5「ライラ・ティッカと東の都」

第20話

 始まった旅はいずれ終わる。考えるまでもないことだ。


 北のウラド・アーマーでは懐古主義な体制に苦汁を飲まされ、西のコナハト・クノック村では予言の真偽に葛藤し、南のムム・キラーニーでは師である父との差を痛感した。他にも様々な出会いと別れと笑いと涙に邂逅した。これらはすべて主人公ライラ・ティッカの経験したことであり物語だ。あるいは長い物語のたった一章かもしれない。


 キラーニーを発った俺たちはムム地方各地の村や町をいつものように転々としながら東に進んだ。行く先々でこれまで以上に詩を語ったティッカさんは疲れていたが、それでも目は充実していることをそれこそ語るように輝き、好きなものに進むべき方向を得たように見えた。
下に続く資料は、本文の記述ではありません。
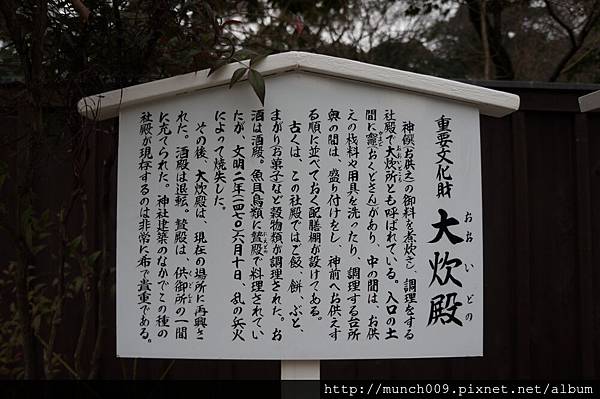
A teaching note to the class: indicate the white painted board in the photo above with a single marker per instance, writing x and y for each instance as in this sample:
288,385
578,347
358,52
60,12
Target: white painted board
347,287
 果ての地として訪れたのは、かつてのエリンの地において最大と呼ばれた東の大国ラギンの首都があったとされ、今も最大都市として活気と邪気に栄える港町バリャ・クリーア。木組みの家屋と石造の道。それに街の中央を流れる川とその支流。これもまた、キラーニーとは別の形で水と調和している。あちらが寄り添う形なら、こちらは寄り添わせる形とでも言おうものか。


 着いたのは昨日の夕方頃だ。


 それにしても美しい港町、か。


「水平線の先はどうなっているのでしょうか」


 そんな疑問を羽白が抱かないはずがなかった。

 港というものにはいくつか機能があると思う。正確には港に泊める船には、か。


 一つ、海産物の会得。俺と羽白は景色の良い食事所で軽食を食べながら、神殿に赴いているティッカさんを待っているが、羽白がおすすめをと言って出て来た物は見事の一言に尽きた。表面をカリッと焼いた白身の魚にオレンジ色をしたフルーツソースが添えられたもの。見た目はもちろん味もいい。これが特別なわけではなく、周囲を見ても美味しそうな海鮮料理たちが次々と平らげられている。そう、これらを得られるだけの漁がされているのだ。では、漁港なのかといえばそうでもないらしい。
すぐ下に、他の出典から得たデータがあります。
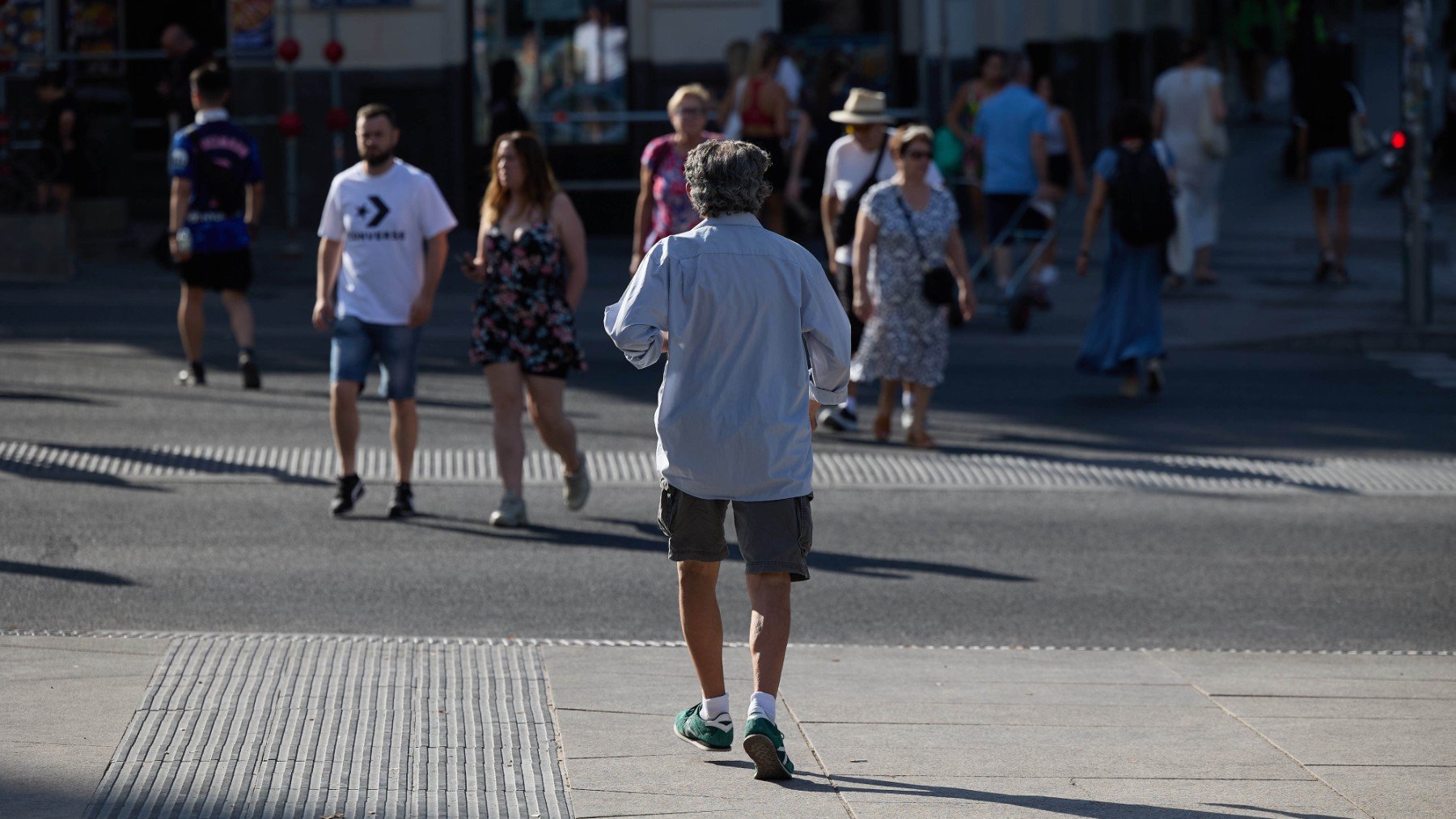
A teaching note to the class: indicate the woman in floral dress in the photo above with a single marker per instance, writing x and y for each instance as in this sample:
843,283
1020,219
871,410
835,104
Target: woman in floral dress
904,223
662,205
531,264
 物や妖精を運んでいるのだ。それがもう一つの目的である人やものの運搬だ。羽白の抱いた疑問の起点でもある。


 俺たちのいた世界では、海を、湖を、川を、水を渡るために船が造られた。ここではない陸地を目指す為に船は用いられていたのだ。これがもし漁のためだけならば納得もしたのだが、この本では魔法というもので空を飛べるにも関わらず、妖精(人)や物を運んでいる。


「美味しそうね、それ」

「ライラさん。用事は済みましたか?」

「ええ、疲れちゃったわ」


 そう言って羽白の隣に腰を下ろしたティッカさんは、近くにいた店員に適当な飲み物を注文した。そして羽白の許可を得て皿に乗った魚を一口頬張り、思いの外早く来た飲み物で喉を潤すと、ぐでりと体の力を抜いた。
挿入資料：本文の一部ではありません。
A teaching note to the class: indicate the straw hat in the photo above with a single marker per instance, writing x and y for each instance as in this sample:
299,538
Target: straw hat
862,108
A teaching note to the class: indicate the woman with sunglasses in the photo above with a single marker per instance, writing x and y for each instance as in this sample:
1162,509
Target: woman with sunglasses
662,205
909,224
「私でも聞いたことのある方がいてねー。凄く緊張したわ」


 気疲れのようだ。


「お疲れ様です」

「ありがと。それで、なんの話をしていたの?」

「水平線の先にはなにがあるのかという話です」

「へえ、面白いこと考えるのね」


 遥か彼方に見える海の終わりに目を遣ったティッカさんは、そのまま続ける。


「確かに私もそれは気になるけど、確かめるのは無理ね」

「どうしてですか?」

「嵐の壁があるから。……昔、同じことを考えた妖精がいたのね。最初は飛んでいこうとしたんだけど、魔力の持つ距離に大地がなくて断念。次はその時大きくなりつつあった船に乗って行ったんだけど、発見されたのが嵐の壁なの」


 間を置き、声音を変えて続ける。


「ある地点から壁のように存在する荒れ狂う領域。先は見えず、触れなければ一切の風も波も雨もなんの影響も受けない不思議な嵐。それは弧を描いてエリンの地を囲んでいる。まるで、私たちを閉じ込めるように。あるいは何かから守るように」


 潮風が前髪を揺らす。


「これが理由ね」

「嵐の壁、一度見てみたいですね」


 羽白は船を見るとそう言った。

 ……まさか行かないよな。羽白でも流石にそれは弁えているか。いるよな?


「そういえば、あの大きい船はどこに向かうのですか? 沖で漁をするような感じではないですし」


 どうやら船を見たのはそういうことらしい。


「あれはエリンの地を周回するのよ。あの大きさだと接岸できる場所はここだけだけど、何か所で停泊するの。その間に沢山の荷物の積み降ろしをするの。馬車なんかじゃ一度に無理な量でも、船なら余裕だからね。妖精が乗って行くこともあるのよ。目的地まで近づいたら飛んで降りられるから楽らしいわよ」


 なるほど。そういう使い方ができるのか。魔法で飛ぶことのできるからこそ、だな。できるに越したことはないだろうが、接岸できなくてもいいんだから。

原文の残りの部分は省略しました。